After upgrading PAM, RDP Transparent Login (TL) sessions to a jump server are not launched properly. When trying to do so, message PAM-TLGN-0054 Transparent Login Agent Launch failed: application list is empty. Errors: 4 Please contact your administrator is obtained and transparent login is not performed
It has been determined that disabling the TL cache under Settings --> General Settings in PAM helps work around the problem, but that causes the TL applications to work much slower
CA Privileged Access Manager, all versions starting 3.3.X
The cache for TL is kept in folder C:\ProgramData\Xceedium in the jump server. Beware this is a hidden folder and the corresponding option will have to be checked in the View Menu of the File Explorer in order for it to be visible.
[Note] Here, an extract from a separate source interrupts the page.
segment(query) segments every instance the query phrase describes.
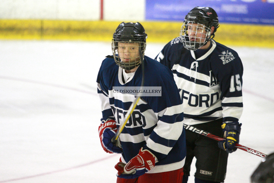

If there is any problem with accessing this folder (for instance some file creation or replacement error) so that it is not properly updated when the new TL version kicks in with the correct TL Agent files to cache, or if the version therein is too old to communicate with the new version of TL in PAM and it can't be updated, that will cause the agent not to be able to retrieve the list of applications configured for TL from PAM and this will result in this error
There may be many things preventing the cache folder from being properly updated, like for instance Antivirus check, or insufficient permissions. Assuming it is none of this, one possible solution is to completely delete or rename the Xceedium folder under C:\ProgramData and recreate it empty, then access again the jump server attempting TL as required.
If this works, we should be able to see that C:\ProgramData\Xceedium has again been populated with the TL Agent files and related contents and we should probably observe as well that the sizes are different from the previously existing ones (the ones in C:\ProgramData\Xceedium before we renamed or deleted the folder).